Panicology by Simon Briscoe and Hugh Aldersey-Williams
|Panicology by Simon Briscoe and Hugh Aldersey-Williams|
|Category: Popular Science|
|Reviewer: Magda Healey|
|Summary: A successful attempt at putting some sense into the scare stories of recent years, each essay summarises essential facts and statistics while trying to ascertain the real risk and compare it to the level of panic. Best used as a reference tool when the readers start to wonder about a particular scare.|
|Buy? Maybe||Borrow? Yes|
|Pages: 304||Date: February 2008|
In Panicology, two British writers ( with a background in social and natural sciences) attempt to put some sense into the most popular scare stories that have appeared in the media in recent years. They analyse each of the subjects showing how the wide social factors (including the combined influence of media seeking sensation, political agendas of the government and opposition and changing social trends) contribute to the perception of risks and creation of panics - moral and otherwise.
Apart from reminding us of a lot of ways in which the human mind is not very good at dealing with statistical data, the authors also - at least half seriously - propose a replacement of a classic social science assessment of risk (a probability of event times its impact) by a "panic equation" in which a risk is estimated by multiplying hazard by outrage (and outrage, somehow, related to a media value of the danger). Thus, more stringent government warnings about travel to terrorist hotspots than locations at risk of volcanic eruption; and thus more people fearing fire than drowning even though many more drown than die in the fire.

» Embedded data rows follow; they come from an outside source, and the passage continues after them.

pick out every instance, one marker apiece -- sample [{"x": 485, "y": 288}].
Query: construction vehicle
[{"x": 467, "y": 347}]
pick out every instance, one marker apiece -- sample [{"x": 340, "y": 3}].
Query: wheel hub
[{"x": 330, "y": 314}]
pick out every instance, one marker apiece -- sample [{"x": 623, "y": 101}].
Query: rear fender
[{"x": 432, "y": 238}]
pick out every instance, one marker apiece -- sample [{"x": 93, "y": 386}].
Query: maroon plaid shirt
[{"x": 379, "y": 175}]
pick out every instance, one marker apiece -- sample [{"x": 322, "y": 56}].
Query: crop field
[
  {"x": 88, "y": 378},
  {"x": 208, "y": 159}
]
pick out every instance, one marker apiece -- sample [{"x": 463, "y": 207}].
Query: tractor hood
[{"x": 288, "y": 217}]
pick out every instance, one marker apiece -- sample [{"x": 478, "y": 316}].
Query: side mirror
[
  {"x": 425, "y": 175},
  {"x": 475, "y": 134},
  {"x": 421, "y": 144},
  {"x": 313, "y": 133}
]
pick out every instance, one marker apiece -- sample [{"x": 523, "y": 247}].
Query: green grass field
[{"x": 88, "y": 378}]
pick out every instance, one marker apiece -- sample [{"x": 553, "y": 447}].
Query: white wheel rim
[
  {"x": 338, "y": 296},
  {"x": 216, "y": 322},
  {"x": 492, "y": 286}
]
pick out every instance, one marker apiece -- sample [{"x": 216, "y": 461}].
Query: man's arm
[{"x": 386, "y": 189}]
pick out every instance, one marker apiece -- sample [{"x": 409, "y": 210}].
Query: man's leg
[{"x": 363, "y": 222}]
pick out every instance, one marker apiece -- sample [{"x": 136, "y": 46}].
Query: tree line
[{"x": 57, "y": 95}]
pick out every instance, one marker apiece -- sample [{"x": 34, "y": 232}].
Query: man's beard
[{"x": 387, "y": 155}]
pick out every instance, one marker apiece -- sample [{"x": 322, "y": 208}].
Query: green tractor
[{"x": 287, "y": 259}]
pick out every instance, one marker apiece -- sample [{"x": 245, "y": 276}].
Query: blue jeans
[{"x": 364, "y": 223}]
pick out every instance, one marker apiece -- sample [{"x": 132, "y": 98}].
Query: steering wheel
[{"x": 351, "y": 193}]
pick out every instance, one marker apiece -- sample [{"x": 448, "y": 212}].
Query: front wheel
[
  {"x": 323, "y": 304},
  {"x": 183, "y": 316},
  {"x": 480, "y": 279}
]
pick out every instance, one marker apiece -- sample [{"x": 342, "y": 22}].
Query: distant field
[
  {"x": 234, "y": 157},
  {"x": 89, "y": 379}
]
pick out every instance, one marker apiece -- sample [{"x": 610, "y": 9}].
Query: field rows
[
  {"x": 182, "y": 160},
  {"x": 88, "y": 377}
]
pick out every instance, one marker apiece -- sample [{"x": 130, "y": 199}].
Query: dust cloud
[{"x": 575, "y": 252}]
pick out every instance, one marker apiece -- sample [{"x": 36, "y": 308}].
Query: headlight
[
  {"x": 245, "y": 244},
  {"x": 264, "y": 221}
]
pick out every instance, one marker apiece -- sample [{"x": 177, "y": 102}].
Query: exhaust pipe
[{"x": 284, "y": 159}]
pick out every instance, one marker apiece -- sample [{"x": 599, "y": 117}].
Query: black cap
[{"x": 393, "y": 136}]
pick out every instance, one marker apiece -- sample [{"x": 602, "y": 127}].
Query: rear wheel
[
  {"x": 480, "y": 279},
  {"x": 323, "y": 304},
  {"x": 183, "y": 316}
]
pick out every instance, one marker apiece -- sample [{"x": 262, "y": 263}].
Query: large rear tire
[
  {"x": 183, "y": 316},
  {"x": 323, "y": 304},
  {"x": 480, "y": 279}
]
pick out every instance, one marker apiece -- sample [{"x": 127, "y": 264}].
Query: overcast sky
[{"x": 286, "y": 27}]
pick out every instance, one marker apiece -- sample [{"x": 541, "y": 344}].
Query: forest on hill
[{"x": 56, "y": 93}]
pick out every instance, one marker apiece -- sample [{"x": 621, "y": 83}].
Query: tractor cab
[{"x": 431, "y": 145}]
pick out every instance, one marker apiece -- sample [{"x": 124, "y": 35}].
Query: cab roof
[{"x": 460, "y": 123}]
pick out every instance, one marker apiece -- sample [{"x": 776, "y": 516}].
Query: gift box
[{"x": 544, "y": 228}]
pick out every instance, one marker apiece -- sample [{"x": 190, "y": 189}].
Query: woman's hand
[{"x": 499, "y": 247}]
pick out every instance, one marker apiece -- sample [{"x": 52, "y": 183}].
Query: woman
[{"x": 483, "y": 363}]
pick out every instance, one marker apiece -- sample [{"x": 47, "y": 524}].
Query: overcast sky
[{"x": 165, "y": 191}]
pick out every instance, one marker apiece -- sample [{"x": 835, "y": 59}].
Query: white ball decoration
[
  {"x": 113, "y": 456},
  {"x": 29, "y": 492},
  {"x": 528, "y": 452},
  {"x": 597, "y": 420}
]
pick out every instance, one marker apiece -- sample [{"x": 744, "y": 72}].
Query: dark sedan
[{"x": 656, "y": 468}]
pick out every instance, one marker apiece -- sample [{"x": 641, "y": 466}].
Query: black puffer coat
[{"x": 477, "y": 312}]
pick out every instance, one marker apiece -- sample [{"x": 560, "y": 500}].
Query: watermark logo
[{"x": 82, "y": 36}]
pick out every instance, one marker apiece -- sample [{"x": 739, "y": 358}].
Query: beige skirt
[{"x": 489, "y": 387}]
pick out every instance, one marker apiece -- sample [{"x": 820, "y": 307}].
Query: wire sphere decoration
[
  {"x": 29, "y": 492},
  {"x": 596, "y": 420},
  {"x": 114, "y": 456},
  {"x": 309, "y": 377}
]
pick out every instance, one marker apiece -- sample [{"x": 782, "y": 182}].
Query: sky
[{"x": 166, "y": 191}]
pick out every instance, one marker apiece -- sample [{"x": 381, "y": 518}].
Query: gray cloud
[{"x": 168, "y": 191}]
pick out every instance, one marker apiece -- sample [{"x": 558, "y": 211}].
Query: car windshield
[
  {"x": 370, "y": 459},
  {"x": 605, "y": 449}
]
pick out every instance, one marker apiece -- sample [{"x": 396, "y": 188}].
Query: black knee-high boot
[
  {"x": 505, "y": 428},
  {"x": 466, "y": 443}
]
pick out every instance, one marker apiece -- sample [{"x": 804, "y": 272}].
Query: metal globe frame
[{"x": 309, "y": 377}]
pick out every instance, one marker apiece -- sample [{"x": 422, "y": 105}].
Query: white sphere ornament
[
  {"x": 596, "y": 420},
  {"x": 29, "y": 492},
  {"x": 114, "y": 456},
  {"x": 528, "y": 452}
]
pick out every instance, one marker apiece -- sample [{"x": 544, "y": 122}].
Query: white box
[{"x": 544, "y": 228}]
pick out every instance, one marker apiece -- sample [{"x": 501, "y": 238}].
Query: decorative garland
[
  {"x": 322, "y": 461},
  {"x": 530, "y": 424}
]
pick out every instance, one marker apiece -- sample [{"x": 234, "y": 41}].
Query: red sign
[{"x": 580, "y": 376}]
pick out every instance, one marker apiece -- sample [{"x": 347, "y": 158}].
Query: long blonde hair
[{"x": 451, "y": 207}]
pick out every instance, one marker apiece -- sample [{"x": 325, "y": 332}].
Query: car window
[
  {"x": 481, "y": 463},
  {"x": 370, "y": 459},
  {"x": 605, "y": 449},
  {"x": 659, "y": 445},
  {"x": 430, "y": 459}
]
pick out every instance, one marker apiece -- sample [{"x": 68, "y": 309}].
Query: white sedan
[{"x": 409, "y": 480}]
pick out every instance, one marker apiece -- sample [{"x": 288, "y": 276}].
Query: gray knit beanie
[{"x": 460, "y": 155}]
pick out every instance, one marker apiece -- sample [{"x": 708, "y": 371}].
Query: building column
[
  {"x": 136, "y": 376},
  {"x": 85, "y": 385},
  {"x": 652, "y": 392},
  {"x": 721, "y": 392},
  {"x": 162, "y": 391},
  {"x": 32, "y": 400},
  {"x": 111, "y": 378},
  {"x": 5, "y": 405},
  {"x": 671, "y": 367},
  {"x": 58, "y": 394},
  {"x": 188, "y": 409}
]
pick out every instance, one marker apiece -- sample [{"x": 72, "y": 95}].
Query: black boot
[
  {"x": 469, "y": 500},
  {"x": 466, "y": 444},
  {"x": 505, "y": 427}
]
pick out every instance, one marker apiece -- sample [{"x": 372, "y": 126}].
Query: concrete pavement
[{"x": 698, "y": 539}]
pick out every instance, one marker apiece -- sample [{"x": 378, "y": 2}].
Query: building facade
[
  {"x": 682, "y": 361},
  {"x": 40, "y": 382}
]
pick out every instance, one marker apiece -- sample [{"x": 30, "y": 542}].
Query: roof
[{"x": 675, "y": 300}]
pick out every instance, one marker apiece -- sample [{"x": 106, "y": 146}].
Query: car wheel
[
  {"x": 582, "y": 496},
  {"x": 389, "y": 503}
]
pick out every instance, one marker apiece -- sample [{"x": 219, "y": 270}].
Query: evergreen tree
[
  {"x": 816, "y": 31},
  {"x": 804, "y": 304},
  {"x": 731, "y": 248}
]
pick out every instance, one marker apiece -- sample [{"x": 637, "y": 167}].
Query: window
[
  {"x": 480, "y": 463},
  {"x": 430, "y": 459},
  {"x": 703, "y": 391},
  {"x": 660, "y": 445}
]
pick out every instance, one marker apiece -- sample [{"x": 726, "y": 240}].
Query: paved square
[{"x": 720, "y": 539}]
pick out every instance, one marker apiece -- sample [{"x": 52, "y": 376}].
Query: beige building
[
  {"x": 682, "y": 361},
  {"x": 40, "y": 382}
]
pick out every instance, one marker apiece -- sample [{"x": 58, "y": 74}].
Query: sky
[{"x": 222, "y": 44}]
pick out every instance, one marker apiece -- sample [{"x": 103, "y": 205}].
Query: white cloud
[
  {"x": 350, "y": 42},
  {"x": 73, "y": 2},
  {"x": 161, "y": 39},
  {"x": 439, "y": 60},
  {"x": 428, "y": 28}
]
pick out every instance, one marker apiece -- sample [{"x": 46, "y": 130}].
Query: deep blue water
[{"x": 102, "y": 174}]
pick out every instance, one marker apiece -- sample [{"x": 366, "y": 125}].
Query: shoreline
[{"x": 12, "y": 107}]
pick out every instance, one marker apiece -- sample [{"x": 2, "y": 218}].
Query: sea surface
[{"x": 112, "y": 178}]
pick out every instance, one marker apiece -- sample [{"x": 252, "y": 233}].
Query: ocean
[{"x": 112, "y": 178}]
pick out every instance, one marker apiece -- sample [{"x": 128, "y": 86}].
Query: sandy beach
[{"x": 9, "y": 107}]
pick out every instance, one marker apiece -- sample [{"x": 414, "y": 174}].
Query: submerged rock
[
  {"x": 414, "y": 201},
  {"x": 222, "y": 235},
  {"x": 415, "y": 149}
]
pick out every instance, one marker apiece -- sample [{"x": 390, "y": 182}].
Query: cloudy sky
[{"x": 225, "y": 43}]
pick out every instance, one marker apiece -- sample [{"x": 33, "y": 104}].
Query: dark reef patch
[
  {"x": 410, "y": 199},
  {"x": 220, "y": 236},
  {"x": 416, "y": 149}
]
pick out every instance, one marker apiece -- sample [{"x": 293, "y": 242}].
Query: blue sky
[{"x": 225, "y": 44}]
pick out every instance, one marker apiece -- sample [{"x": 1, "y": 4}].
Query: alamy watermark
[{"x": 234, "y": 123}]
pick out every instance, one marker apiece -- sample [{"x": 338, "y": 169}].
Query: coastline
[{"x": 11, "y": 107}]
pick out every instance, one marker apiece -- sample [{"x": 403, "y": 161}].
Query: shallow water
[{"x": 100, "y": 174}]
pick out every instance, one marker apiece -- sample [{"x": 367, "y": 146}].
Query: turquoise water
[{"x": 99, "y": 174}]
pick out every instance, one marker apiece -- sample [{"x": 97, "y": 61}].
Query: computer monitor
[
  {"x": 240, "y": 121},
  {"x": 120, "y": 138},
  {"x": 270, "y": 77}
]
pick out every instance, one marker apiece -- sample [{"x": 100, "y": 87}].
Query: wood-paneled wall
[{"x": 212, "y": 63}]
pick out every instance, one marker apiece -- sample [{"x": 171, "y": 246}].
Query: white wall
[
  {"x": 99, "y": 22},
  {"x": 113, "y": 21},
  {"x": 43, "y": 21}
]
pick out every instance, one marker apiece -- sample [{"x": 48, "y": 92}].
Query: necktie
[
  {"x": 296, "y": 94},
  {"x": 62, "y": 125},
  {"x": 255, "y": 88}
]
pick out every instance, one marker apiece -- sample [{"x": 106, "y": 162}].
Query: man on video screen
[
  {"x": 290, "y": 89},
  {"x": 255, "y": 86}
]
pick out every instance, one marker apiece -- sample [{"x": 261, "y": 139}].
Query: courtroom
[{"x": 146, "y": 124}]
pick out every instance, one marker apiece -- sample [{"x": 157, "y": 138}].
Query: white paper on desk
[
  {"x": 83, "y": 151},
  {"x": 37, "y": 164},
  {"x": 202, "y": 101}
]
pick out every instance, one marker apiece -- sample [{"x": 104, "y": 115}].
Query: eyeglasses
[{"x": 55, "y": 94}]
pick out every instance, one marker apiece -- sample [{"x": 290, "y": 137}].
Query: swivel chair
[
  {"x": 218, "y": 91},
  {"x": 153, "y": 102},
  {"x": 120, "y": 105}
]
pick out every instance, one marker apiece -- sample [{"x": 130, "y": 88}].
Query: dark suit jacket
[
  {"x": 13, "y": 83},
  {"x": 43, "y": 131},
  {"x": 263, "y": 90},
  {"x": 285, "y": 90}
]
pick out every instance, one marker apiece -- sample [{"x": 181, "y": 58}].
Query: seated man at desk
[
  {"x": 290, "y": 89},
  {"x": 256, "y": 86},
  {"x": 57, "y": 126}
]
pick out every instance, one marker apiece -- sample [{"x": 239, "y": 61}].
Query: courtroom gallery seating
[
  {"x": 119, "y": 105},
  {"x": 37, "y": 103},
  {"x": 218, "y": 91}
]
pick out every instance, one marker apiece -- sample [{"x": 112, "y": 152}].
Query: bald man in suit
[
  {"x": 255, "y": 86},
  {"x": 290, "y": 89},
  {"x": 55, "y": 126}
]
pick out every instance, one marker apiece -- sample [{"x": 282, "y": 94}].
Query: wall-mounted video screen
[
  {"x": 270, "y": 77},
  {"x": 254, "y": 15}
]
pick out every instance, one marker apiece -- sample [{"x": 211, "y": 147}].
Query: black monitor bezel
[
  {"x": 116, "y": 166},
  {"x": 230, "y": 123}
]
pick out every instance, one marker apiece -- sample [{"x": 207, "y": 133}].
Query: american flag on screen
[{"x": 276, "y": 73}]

Divided into sections dealing with social milieu, crime, science, environment, health and work life among others, each essay summarises essential facts and statistics while trying to ascertain the "real" risk and compare it to the level of panic. A neat pictorial summary completes each assessment, with a number of running headless chickens signifying panic, number of dice the actual risk, while number of risen fists the degree to which people can control their exposure.
One could argue about the choice of subjects: I would have certainly included AIDS in the health section and paedophiles in the crime one, as both are excellent examples of risks massively overstated by both media and government warnings, but one can't have everything.
A short and very useful summary of a sceptic tool kit plus death causes statistics for the UK complete the book.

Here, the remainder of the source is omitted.